KAMPALA, Dec1, 2007 (Xinhua via COMTEX) -- By 2010 parts of eastern Uganda will have no enough land available for the number of peasants on it and the land crisis will gradually spread to the rest of the country by 2022, according to a new report released recently by the National Environment Management Authority (NEMA).
The "State of the Environment Report for Uganda 2006-2007" attributes the crisis to high population growth. According to the World Population Data Sheet released this month, Uganda is going to have the world's biggest population increase in the next four decades.
Uganda's population, estimated at 28.4 million in mid 2007, will grow to 55.9 million by 2025 and further to 117 million by 2050.
This represents a 310 percent increase between 2007 and 2050, just the period it takes today's university students to reach retirement age.
The head of advocacy at the population secretariat Hannington Burunde said that whereas most women want to limit the number of children they produce, only one fifth practice birth control.

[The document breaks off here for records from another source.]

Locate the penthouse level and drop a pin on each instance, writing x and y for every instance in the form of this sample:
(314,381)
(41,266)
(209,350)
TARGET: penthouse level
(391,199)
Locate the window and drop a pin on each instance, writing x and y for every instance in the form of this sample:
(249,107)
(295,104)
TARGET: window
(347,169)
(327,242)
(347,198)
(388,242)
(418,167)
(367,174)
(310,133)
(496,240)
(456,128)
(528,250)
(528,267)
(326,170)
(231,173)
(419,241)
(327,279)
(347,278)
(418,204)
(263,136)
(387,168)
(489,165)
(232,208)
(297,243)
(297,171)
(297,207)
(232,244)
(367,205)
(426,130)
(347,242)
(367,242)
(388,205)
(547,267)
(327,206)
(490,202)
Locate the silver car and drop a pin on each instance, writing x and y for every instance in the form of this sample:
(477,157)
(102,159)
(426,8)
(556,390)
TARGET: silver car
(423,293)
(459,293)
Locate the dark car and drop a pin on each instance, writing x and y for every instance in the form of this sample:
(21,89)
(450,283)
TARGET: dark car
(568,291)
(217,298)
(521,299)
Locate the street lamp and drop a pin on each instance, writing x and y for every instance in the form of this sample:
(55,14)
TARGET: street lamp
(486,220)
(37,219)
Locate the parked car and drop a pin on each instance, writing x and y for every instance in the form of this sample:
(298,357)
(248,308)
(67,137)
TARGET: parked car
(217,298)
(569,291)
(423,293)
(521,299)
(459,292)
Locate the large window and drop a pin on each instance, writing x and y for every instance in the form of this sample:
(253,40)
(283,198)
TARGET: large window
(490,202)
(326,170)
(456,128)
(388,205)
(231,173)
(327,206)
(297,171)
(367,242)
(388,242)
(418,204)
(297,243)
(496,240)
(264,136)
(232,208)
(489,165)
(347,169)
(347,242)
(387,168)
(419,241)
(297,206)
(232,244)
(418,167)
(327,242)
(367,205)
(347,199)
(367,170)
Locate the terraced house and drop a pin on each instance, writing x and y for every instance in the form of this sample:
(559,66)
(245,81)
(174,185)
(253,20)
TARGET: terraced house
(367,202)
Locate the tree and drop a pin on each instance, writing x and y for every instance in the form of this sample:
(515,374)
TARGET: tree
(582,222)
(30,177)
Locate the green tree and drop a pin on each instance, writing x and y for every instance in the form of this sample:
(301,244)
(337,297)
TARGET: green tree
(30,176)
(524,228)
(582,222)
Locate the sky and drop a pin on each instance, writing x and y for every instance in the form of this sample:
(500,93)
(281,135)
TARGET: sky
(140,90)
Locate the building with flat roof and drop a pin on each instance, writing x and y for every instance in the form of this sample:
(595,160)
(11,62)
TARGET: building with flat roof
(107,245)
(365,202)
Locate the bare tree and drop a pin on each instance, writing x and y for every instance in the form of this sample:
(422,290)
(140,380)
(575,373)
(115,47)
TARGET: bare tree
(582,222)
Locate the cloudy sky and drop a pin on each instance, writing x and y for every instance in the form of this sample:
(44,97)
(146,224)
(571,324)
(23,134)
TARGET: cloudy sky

"Most women produce at an early age, and by the time they reach menopause they have already produced several children," he said. " Each woman in Uganda on average produces seven children."
Because of the rapid population growth, Uganda's land is quickly losing fertility, said Goretti Kitutu, an environmental systems analyst with the NEMA, who was quoted by state-owned New Vision on Saturday.
In most of the highly populated areas, farmers no longer have the luxury of allowing part of their land to rest and become fertile again. They end up working the same plot year in year out.
They cut trees, encroach on reserve land such as forests and cultivate wetlands up to river banks.
Others, especially the youth, migrate to urban areas where they create a workforce of unskilled labor and contribute to the growth of slums.
On the mountain slopes, this population pressure has already caused an increase in landslides. Yet, most of the locals think landslides are accidental. "They have failed to see the relationship between their activities and the landslides," said Richard Matanda, the warden in charge of conservation at Mt. Elgon National Park.
As the population grows bigger, the environmental resources such as firewood and water are becoming scarce. Global warming is likely to make this worse, according to Augustine Masereka, the chief warden of Mt. Elgon National Park.
According to the NEMA report, some of the effects of climate change such as floods, droughts and recession of water bodies have already been seen in Uganda.
Given that land scarcity is an emerging threat as the population of the country grows and as productivity declines, it is important to introduce new ways of using land, said Aryamanya Mugisha, the executive director of NEMA.
Farmers should be taught how to produce food on a small piece of land, while maintaining the fertility. This could include practices like strip cropping and terracing, said Mugisha.
In order to control the rapid population growth, said Mugisha, the government should consider training and supporting rural families to limit child birth.
He also called for land policy reforms to take into consideration the growing population pressure.